The Court of Appeal affirmed the judgment as modified to uphold the City’s actions except for its failure to respond to the comment.  The Court’s opinion contained significant interpretation of the Surplus Lands Act’s provisions, and reaffirmed basic CEQA principles circumscribing the role of economic analysis in the CEQA process:

  • While the Surplus Lands Act required the City to offer the property to other public agencies before selling it to the general public, it was not required to analyze in the EIR the potential environmental impacts of possible uses by potential purchasers under the Surplus Lands Act; such potential uses and adverse impacts were simply not “reasonably foreseeable” under the circumstances, where the City’s sale would include mitigation conditions and conservation easements that ran with the land and bound all future owners whether governmental or private.
  • Nothing in the Surplus Lands Act expressly or implicitly precluded the City’s addition of conditions on a proposed purchase, such as mitigation conditions and conservation easements created to comply with CEQA’s mandatory legal duty to mitigate where feasible.
  • An EIR is an informational environmental report, and as such need not contain analysis or ultimate conclusions as to the economic feasibility of the project or alternatives; the Court rejected plaintiff’s contention that the line of cases so holding was wrongly decided, and held that the CBRE economic analysis that City relied on constituted substantial evidence supporting its ultimate findings that the lease and no project alternatives were infeasible, and did not need to be included in the EIR itself under CEQA so long as it existed in the administrative record.
  • The test for economic feasibility of alternatives “is not whether [the project proponent] can afford the proposed alternative, but whether the marginal costs of the alternative as compared to the cost of the proposed project are so great that a reasonably prudent property owner would not proceed with the [alternative].” (Quoting Uphold Our Heritage v. Town of Woodside (2007) 147 Cal.App.4th 587, 600.)
  • “The CBRE report [constituted substantial evidence supporting City’s findings of economic infeasibility as to the other alternatives; it] extensively analyzed the local real estate rental market and determined that it would be very difficult, if not impossible, for the City to lease the Mansion property, and that the revenue that the City could expect to receive from a lease would not recompense the City for the cost of restoring the Mansion property (to make it available for lease) for nearly a decade or more.  The no project alternative would leave the City in the position of remaining liable for ongoing maintenance costs without any viable use for the Mansion property.  The City explicitly found that the financial drain on the City’s resources made these alternatives infeasible.”
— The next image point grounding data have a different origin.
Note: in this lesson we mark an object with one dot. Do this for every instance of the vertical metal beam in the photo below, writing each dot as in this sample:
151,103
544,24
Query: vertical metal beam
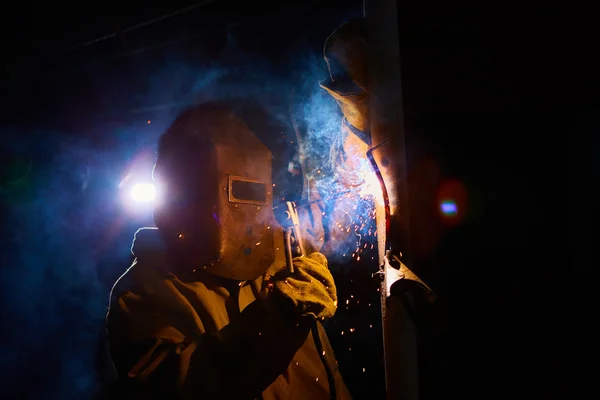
387,131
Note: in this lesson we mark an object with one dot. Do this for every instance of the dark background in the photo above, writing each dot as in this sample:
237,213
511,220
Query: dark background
479,94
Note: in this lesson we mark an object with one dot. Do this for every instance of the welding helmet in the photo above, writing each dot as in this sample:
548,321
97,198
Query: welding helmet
213,181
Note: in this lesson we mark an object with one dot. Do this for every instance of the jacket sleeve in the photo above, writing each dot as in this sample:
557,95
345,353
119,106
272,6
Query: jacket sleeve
239,361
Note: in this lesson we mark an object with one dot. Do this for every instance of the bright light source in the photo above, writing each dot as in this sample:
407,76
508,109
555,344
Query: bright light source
449,207
142,192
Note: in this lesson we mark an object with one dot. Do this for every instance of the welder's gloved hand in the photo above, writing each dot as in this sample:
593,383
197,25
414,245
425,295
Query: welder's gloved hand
345,53
310,289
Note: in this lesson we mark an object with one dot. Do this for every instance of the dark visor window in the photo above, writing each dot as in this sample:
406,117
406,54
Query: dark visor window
247,192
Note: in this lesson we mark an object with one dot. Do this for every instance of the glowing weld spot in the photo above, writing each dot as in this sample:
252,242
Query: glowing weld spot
448,207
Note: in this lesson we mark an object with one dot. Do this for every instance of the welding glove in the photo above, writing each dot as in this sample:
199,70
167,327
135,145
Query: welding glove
345,53
310,290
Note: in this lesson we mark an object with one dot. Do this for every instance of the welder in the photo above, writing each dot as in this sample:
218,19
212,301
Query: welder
209,310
  • The City’s required statement of overriding considerations finding that the benefits of the “sale-plus” alternative outweighed the project’s significant unavoidable environmental impacts was also supported by substantial evidence. The City identified numerous benefits, the key one being “that the Mansion property would be restored and maintained in the most environmentally sensitive manner feasible without the City bearing the expense of restoration and maintenance.”  This finding was supported by substantial evidence, and the Court of Appeal did not need to address the plaintiffs’ numerous arguments challenging each and every benefit cited by the City in light of the City’s “clearly expressed … finding that “each” of the identified benefits was individually sufficient to outweigh the environmental impacts of the project.”